HYDERABAD: Be it demonetisation or ransomware attack, ATM’s in Hyderabad will run dry for longer periods now with the RBI asking banks to follow the instructions of government organisation CERT-In to prevent any attacks by the ransomware WannaCry.
The cyber attack has impacted various IT networks in over 150 countries so far by Monday. The Indian Computer Emergency Response Team (CERT-In) has come out with a list of dos and don’ts and a webcast on how to protect networks from the global ransomware attack.
The Reserve Bank of India (RBI) also asked all banks to put in place a software update at ATMs to prevent their systems from the malware.
However, speaking on the sidelines of the ICR4D conference held in Hyderabad on Monday, IT minister KT Rama Rao said, “I think its a problem the world has been affected by. Luckily for us our data centres and infrastructure have not been affected. We have to take preventive measures like everyone else. We do all that is required to keep our infrastructure secure but even nations that are known for their cyber security have been affected and that’s a great learning curve for us. We are taking policy level steps. We should be alert.”
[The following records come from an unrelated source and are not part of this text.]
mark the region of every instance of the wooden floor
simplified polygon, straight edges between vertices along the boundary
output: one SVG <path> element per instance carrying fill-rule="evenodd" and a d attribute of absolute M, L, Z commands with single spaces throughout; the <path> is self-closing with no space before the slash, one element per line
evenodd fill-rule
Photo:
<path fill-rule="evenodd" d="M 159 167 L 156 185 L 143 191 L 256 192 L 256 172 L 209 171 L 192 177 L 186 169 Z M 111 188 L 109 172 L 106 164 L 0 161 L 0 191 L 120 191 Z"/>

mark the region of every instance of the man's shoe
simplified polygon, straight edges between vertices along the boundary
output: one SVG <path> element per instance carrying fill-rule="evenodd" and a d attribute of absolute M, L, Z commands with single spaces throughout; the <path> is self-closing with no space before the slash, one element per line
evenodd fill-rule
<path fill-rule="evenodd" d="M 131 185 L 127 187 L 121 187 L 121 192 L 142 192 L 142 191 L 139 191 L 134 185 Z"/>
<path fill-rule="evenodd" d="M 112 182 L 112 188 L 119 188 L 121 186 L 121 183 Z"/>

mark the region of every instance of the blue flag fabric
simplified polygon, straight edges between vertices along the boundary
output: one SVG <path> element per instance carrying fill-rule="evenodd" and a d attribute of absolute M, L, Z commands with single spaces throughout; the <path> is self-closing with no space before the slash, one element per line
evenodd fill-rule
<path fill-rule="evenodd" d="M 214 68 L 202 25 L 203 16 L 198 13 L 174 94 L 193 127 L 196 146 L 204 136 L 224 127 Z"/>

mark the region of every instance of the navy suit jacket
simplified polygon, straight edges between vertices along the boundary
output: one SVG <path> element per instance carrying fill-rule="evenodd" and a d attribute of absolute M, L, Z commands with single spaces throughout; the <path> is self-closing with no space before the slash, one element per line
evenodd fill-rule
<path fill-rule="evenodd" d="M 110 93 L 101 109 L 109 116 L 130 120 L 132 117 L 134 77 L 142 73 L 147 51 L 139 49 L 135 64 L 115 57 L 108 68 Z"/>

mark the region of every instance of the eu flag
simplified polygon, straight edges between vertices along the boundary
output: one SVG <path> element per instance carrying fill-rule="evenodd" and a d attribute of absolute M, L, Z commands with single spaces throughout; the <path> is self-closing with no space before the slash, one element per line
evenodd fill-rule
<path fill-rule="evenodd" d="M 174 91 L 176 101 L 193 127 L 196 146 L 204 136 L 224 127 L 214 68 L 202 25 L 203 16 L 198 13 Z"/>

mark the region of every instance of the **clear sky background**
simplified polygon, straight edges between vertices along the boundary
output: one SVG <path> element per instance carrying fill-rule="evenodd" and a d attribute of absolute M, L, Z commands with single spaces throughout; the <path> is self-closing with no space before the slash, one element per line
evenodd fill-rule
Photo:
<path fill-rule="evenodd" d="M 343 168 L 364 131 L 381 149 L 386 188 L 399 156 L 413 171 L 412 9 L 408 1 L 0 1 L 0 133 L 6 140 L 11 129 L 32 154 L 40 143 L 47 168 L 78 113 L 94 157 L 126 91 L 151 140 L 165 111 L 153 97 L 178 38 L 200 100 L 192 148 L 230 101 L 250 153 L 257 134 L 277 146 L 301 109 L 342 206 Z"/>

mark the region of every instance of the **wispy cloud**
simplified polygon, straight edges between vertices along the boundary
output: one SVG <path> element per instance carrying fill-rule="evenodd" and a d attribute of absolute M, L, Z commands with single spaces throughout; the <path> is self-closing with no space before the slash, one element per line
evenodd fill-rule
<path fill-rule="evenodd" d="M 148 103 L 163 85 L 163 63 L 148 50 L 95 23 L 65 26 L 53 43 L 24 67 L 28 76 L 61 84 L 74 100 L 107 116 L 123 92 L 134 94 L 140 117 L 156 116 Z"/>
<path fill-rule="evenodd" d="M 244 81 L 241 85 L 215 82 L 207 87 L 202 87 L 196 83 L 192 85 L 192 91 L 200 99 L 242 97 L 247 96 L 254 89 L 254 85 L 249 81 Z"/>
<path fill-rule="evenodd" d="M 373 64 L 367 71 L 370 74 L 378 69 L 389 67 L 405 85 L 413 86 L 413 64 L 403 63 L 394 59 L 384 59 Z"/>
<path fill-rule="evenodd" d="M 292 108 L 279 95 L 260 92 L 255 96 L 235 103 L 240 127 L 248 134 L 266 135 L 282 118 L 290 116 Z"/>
“The ransomware threat is a challenge for networks across the globe, spreading through emails, the human element responsible for its spread is equally responsible for the threat to grow. The lack of policy framework and understanding of security risks are the major catalysts,” said Ram Punamaraju, CEO and Co Founder of Yitsol, a Hyderabad-based cyber security firm.
Speaking on the origins of the malware, the expert said, “This NSA tool for government agencies is now out in the hands of blackhats who are misusing it to a more wider effect. If this sort of tool can be obtained from the leaks of NSA servers, about a month ago, then we can assume the potency of these hackers with combined capability of WannaCry can rain havoc across the global networks.”